Anyhoo, the people I now work with and the projects I'm assigned are different. I am cautious in my interactions at times, but the people I interact with are usually professional and I dare say glad to see me. And, I'm sooo glad to see them. I also get to work with a lot more Black and Brown people, which has a quality I can't put my finger on but I relish. Sometimes after a nice talk or meeting with quite a few of the people I work with, 'I love you,' enters my head but I don't say it.

I did say this to one colleague in the building. I felt it and I knew she needed to hear it, and I absolutely meant it. As much as I can't stand my employer, I realize I possess a lot of love for its people.

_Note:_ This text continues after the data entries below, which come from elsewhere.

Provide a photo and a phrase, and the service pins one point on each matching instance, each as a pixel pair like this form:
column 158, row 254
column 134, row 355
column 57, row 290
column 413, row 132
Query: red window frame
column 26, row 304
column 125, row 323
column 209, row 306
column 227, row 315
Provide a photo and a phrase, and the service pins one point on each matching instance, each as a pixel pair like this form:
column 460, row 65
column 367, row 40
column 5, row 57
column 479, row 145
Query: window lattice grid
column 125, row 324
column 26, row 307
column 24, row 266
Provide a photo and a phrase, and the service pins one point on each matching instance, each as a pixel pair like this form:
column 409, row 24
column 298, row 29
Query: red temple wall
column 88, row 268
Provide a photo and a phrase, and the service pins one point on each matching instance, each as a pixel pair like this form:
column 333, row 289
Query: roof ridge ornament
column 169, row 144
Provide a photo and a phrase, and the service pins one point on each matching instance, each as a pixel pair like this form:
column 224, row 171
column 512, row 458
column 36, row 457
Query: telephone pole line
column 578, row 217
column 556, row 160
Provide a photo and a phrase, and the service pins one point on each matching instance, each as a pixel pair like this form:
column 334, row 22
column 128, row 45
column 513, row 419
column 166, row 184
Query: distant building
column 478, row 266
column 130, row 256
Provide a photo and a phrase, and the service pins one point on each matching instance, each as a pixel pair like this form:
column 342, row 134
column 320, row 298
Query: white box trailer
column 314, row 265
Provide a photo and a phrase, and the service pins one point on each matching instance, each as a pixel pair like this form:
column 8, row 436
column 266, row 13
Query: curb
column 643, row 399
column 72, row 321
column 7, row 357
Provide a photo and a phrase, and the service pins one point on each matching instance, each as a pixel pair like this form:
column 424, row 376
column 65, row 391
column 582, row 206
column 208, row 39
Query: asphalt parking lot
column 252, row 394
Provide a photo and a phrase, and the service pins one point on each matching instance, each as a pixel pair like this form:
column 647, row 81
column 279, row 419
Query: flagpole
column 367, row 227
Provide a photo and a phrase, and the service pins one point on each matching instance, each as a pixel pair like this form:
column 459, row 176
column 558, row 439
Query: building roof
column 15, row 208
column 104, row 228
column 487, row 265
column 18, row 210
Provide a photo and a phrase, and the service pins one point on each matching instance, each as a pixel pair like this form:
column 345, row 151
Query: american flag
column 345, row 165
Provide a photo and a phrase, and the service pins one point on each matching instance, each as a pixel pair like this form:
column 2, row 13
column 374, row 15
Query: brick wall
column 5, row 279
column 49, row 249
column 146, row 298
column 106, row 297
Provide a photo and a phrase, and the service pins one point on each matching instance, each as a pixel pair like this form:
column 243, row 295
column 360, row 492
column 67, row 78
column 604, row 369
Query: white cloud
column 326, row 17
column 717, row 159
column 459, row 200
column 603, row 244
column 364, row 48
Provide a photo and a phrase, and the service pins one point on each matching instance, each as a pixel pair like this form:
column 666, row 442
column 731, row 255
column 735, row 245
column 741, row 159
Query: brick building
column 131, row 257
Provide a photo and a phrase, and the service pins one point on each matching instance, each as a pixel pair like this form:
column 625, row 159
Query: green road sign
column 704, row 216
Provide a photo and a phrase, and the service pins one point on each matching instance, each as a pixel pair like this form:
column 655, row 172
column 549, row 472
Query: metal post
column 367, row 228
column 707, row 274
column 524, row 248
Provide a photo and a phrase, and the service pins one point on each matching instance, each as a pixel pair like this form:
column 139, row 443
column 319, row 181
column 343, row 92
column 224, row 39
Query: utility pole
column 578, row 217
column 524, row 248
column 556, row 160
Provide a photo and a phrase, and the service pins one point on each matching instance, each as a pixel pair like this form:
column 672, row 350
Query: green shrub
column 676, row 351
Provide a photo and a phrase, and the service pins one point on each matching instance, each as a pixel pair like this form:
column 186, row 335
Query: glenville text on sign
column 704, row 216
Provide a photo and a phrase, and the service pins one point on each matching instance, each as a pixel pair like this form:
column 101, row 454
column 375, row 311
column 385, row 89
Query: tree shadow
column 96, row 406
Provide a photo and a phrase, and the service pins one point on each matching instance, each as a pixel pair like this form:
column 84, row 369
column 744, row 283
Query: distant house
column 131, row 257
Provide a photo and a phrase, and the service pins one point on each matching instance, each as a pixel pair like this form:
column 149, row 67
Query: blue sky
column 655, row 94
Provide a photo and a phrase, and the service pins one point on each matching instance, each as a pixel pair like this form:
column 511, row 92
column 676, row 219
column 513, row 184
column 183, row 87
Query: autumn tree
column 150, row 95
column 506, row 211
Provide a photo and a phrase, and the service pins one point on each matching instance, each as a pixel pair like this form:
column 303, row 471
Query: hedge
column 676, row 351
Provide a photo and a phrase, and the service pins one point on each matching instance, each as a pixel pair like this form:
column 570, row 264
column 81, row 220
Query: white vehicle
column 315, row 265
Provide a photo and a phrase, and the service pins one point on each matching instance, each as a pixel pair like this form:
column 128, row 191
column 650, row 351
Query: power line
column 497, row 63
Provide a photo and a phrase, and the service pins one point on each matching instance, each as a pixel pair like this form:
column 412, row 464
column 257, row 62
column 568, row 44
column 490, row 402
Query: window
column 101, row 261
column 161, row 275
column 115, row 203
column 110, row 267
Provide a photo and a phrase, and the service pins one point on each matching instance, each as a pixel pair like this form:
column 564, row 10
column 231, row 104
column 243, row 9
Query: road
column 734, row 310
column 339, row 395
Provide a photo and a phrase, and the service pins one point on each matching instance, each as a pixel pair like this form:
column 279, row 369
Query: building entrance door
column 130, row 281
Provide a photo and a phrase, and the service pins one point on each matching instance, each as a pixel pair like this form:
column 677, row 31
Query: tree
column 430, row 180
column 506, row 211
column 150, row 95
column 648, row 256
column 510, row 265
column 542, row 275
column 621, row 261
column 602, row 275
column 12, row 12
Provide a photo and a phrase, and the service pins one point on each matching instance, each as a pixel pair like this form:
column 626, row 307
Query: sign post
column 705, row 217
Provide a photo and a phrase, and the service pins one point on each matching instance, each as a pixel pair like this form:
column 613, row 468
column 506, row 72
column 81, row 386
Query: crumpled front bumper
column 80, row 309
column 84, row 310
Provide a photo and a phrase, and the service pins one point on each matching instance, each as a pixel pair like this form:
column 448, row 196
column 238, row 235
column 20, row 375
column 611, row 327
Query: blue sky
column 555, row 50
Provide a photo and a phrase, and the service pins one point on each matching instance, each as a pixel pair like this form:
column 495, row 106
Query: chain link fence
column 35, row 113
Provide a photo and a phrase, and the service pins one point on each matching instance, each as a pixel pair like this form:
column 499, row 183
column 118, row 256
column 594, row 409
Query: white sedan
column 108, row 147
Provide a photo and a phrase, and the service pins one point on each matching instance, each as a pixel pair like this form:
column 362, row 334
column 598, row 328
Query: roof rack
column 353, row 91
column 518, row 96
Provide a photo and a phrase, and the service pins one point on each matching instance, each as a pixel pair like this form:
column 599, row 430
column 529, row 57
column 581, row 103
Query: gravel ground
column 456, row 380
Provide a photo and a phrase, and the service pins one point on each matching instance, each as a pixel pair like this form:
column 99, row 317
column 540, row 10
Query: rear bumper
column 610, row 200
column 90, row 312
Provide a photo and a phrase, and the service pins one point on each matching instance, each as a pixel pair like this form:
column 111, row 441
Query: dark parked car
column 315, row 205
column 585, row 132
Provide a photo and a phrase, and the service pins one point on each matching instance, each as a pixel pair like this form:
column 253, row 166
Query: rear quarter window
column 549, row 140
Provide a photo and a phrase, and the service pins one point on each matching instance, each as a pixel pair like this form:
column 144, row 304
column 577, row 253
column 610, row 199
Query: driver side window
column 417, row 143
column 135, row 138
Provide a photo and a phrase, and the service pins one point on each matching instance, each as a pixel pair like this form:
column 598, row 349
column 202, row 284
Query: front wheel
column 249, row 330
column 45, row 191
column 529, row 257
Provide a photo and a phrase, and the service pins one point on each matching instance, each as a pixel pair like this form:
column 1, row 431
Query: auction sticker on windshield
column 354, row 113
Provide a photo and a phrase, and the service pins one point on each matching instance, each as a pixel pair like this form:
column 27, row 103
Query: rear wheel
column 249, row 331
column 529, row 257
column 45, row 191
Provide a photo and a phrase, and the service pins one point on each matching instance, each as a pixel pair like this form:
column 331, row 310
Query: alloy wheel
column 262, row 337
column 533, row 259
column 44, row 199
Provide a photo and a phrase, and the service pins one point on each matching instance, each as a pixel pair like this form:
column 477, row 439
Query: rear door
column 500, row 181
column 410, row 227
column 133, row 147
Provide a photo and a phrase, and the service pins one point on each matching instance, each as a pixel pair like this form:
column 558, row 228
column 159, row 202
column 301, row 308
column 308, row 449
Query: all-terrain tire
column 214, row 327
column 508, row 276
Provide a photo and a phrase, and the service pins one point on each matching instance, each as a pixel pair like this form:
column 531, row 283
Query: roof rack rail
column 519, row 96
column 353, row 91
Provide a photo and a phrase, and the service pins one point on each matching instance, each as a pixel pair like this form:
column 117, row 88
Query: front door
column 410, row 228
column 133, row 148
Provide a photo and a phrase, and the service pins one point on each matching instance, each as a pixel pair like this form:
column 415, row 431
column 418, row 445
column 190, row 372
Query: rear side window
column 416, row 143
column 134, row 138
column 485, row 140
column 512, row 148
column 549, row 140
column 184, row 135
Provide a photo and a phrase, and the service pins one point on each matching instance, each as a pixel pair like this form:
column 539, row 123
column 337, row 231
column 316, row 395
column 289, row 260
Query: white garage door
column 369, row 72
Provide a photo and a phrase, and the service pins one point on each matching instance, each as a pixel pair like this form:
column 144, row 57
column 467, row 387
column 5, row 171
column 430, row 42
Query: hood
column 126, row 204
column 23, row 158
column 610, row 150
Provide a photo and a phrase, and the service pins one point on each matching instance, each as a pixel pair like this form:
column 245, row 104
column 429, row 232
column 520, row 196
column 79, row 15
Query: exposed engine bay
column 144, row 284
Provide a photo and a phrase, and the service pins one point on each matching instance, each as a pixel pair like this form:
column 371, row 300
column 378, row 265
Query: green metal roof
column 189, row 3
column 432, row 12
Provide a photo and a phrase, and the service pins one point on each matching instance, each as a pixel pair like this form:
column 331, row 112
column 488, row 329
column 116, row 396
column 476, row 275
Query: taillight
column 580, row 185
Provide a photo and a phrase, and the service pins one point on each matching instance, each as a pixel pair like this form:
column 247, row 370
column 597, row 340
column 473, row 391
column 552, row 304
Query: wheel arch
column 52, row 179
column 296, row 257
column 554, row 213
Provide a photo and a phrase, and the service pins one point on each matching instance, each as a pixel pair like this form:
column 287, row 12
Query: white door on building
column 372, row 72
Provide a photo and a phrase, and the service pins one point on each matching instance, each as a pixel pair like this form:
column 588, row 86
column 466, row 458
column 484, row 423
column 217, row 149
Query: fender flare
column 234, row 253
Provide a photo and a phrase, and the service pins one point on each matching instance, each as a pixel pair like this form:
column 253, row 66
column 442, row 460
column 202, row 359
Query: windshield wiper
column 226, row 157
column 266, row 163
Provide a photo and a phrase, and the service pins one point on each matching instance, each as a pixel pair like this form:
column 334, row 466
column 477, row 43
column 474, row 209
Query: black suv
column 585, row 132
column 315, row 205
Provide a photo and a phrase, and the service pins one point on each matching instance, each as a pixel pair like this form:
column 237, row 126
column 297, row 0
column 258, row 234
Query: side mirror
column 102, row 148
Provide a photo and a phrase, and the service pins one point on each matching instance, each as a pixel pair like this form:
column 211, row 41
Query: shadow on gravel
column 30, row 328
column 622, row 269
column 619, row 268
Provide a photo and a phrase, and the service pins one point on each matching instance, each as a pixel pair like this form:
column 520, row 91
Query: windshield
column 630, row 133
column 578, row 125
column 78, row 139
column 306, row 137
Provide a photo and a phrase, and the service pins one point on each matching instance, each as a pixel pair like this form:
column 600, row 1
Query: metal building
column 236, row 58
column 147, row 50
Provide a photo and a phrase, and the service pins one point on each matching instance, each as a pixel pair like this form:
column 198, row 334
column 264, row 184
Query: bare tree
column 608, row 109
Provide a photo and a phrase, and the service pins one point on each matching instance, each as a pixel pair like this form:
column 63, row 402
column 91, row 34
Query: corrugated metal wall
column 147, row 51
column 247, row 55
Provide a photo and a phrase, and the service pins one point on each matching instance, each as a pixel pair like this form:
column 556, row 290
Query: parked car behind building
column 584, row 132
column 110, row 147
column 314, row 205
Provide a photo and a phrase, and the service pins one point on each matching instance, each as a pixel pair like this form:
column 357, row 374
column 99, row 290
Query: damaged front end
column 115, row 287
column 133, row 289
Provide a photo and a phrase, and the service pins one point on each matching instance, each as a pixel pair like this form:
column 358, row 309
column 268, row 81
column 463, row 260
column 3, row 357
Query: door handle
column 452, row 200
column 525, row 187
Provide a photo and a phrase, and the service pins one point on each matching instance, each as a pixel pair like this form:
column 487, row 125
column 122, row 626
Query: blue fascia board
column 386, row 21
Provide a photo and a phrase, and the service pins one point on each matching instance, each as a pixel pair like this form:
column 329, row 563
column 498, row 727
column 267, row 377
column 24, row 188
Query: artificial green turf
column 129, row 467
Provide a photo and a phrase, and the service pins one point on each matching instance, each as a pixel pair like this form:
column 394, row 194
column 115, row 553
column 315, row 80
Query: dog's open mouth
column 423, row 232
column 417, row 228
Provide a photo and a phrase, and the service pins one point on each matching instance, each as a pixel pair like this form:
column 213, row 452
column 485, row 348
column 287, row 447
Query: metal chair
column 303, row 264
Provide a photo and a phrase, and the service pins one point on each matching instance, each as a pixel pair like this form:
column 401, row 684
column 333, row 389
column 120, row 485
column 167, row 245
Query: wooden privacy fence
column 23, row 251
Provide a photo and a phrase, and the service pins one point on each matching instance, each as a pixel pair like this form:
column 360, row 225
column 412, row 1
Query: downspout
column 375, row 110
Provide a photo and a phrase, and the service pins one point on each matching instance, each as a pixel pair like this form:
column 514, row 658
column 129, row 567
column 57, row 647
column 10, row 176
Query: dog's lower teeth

I was so relieved that in the past 2 years, my work with others outside the building has taken me away from that pit where I used to be assigned. I was asked if I want to take the place of a couple building supervisors when they retire and I said I wasn't not interested. I had a feeling I'd be asked (I'm one of the few left standing) and felt terrible imagining myself in their positions. I did, however, tell them that I liked the work I've been doing and felt pride it.

I've written on these pages many of the woes, drama, and conflict I've experienced in my building, and those were big reasons for not wanting those positions. I'd get more of the same thing but at a higher level and also a lack of support (just like I had in my previous job and with a very high likelihood I'd be facing the glass cliff). I would had seriously considered them, but I simply don't trust people there and for damn good reasons.

And, I'm too damn tired to even consider it.

Work has taken up too much of my energy, and so has my program. It's a lot of reading and when I'm spent, I don't feel like reading. We are supposed to log onto our online course portal throughout the week, but I do it at the end because I didn't have the energy. The professor told me they liked my work but that I needed to check in more. Well now that the spring/ summer-long building project-from-hell is wrapping up, I just may be able to do what they said. I just may spend today doing some of the work due this week (wah, hahaha) But, I do like the classes, my classmates and the professors. I also like strolling through the campus with my backpack (sans my 1990s barn jacket), 20 years later.

My task for this day off is to try to find ways to cut corners with chores. I think I'll start ordering my groceries online and indulge in hiring someone to clean my house once a month to save time. I may even use a laundry service twice a month. I'll have to see how much this would cost me and go from there.

As for the "fun" part of my life, I kind of avoid it. It distracts me and then I have to come crashing back into my busy little world. I was not in good shape for 3 days after I went to the reggae concert with my neighbor Tex, and I wasn't even intoxicated or completely stoned. I felt off for the same amount of time after coming back (and from a 15-hour drive) from my friend's in Kentucky. Diversion and work are different countries, and getting back into the work one is a hell of a re-entry.

This year has been a drag, but at least I accomplished a lot of stuff, hah.